What's the purpose of a seed round of startup funding? Is it product market fit? Validation? Or something else?

The phases of startup funding

For any startup needing capital to scale, there is a standard path of funding rounds that sees the startup move from ideation to, hopefully, an exit.

I call this the Capital Continuum.

Generally speaking it looks like the following.

Pre-seed → Seed → Series A → Series B → you get the gist.

To be a little playful, this is how I think of funding rounds…using emojis.

Pre-seed = 💡

Seed = 🌱

Series A = 📈

Series B = 💸

Series C = 🚀

Why a 🚀 for Series C? Because a startups chances of a successful exit go from about 80% after a B round to nearing 100% after a C round. In fact, according to Techcrunch, the difference between C and later round existing is negligible.

The purpose of a pre-seed and seed rounds

At the pre-seed phase, startups are looking for capital to help them bring their idea to life. Virtually all of any funding they raise goes towards developing their product.

Once you reach the seed round things get more serious. To raise a seed round you need to have a product in the market and you should be focused on validation, building out a team, and reaching key milestones.

You might think that the goal of a seed funded startup is revenue, but it isn’t.

When I coach startups on developing a pitch deck, I tell them that the purpose of a pitch is not to get an investors commitment. It’s to get to the next step in the due diligence process. That’s because few investors will close a deal on the spot. Trust me, I was a startup analyst for a large angel investing syndicate and was the guy who performed the analysis on potential investments after they completed a pitch session.

In the same way a pitch is about getting to the next step in the process, a seed round is about getting to the next phase of funding.

With the average seed round running between $1M-$2M, most startups will burn through that money in 12-18 months. So, a follow-on round, is almost assured.

But, there is more to it than that, if you dig deeper.

The real purpose of a seed round

The real purpose isn’t to reach exit velocity. According to Crunchbase, only a small percentage of seed funded startups accomplish that. And, to be honest, I suspect those that do pull of an exit that early are “acquiri-hires”, where larger companies buy out the startup just to get talented founders working at their company.

If the real purpose isn’t an exit, then what is it?

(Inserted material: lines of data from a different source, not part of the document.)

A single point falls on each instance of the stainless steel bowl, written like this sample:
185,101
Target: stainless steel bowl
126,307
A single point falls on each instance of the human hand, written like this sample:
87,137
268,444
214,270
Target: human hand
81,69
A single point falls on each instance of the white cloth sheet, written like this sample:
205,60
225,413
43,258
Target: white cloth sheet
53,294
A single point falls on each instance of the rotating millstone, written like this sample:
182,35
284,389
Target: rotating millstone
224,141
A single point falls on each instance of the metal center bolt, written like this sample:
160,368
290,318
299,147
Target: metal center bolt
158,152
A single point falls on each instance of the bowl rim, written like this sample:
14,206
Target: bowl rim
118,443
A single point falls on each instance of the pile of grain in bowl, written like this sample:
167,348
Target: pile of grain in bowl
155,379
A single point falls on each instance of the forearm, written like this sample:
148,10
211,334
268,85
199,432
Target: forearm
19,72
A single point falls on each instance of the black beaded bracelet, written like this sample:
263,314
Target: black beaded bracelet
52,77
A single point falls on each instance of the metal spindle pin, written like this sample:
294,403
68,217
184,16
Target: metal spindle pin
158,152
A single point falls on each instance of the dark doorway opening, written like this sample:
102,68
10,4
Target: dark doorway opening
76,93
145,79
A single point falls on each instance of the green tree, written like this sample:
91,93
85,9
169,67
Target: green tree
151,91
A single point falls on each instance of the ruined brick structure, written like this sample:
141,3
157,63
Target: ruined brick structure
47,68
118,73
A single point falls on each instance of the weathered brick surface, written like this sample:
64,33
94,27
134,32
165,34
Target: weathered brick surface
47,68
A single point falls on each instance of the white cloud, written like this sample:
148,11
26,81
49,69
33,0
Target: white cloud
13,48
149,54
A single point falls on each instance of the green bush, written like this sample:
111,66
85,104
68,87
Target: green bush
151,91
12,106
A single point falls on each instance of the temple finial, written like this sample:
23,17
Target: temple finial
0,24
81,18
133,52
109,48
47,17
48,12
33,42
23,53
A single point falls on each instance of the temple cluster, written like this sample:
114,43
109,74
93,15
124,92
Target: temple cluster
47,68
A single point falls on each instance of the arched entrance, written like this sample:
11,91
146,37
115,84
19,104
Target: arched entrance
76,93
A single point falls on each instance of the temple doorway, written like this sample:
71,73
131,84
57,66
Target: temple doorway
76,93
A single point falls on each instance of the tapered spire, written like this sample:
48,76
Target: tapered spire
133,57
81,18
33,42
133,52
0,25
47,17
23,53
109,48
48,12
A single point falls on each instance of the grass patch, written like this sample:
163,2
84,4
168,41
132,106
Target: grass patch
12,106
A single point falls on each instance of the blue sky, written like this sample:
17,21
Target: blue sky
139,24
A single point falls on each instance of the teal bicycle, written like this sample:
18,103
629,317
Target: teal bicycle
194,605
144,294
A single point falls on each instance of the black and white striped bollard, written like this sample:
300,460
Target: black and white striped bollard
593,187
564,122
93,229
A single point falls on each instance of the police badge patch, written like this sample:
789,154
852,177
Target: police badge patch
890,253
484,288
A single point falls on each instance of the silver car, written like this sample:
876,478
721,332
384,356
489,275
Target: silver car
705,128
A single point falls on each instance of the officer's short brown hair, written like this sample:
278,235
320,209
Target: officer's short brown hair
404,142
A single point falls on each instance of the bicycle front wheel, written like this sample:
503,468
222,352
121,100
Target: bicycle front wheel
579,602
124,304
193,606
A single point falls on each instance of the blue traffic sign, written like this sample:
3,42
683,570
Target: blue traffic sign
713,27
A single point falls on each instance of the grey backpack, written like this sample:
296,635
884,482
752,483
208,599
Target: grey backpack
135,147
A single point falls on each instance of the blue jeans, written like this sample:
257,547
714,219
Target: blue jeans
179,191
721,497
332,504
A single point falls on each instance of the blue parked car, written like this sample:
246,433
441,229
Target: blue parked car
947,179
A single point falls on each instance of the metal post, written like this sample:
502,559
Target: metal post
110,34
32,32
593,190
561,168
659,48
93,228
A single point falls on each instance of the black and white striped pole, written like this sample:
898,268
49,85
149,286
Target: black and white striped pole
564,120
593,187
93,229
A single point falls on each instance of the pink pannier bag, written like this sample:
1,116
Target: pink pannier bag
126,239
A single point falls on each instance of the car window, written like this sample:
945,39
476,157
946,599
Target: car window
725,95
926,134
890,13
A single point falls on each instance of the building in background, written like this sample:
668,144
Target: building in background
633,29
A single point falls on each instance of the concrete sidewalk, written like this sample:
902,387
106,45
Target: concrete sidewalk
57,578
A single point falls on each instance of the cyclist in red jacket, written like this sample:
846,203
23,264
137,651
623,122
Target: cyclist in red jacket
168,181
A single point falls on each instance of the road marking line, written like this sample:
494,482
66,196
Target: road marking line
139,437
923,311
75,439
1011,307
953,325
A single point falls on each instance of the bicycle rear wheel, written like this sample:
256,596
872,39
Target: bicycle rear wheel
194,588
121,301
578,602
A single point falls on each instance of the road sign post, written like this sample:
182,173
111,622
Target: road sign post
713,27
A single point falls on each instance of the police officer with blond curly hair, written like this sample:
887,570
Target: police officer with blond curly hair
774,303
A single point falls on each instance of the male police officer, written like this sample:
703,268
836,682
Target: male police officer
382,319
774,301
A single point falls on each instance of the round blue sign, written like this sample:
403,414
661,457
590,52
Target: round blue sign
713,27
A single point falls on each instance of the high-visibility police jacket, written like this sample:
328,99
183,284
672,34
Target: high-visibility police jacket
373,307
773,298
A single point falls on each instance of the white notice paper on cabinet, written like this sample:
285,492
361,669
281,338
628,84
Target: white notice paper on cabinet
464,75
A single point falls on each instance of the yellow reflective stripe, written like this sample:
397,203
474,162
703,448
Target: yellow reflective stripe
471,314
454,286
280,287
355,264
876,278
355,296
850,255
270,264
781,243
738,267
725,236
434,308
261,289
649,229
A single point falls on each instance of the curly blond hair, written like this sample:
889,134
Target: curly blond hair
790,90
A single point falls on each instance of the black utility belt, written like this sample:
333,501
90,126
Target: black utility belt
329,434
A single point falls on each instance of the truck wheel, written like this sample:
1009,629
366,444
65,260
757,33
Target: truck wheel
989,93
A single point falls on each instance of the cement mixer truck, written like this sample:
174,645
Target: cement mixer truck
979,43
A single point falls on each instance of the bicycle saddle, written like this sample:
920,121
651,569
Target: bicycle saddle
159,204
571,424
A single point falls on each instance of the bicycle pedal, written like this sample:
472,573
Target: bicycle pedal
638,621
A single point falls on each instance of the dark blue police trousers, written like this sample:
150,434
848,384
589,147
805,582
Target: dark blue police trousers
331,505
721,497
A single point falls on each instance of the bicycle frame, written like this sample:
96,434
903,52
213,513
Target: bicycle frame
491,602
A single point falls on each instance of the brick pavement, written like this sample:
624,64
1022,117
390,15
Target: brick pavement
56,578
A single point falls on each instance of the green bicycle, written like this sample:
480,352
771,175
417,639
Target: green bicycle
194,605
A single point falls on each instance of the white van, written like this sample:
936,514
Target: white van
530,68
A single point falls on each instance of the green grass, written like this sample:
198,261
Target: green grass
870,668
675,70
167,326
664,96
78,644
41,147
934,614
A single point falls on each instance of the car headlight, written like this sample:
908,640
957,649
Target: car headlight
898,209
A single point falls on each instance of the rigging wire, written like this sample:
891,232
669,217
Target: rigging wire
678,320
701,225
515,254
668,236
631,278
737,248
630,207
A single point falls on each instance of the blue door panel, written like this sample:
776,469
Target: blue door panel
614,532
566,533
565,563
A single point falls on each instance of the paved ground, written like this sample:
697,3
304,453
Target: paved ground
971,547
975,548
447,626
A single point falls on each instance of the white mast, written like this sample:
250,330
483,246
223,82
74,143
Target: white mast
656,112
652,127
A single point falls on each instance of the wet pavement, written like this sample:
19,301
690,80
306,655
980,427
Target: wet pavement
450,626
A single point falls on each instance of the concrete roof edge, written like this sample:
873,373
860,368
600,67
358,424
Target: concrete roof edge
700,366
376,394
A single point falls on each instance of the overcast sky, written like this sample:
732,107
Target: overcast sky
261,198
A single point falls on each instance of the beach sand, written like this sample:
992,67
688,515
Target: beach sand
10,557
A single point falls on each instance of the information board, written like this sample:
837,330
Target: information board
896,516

I said earlier that the purpose is getting to the next round of funding. Which is true. About a third of seed funded startups raise post-seed funding.

That number nearly doubles if the startups seed round was over $1M.

But, there is a hidden purpose laying underneath everything.

The average number of months for a seed funded startup to raise an A round is 30 months.

Think about that compared to the average time a seed round lasts, which is 12-18 months, and occasionally 24 months in my experience.

So, it takes 30 months to raise an A round and a seed round only lasts up to 24 months. That leaves a startup with a 6 month gap.

The real purpose of a seed round is survival.

Raising enough capital to survive long enough to accomplish some big milestones, such as product market fit, and making it to the next round of funding.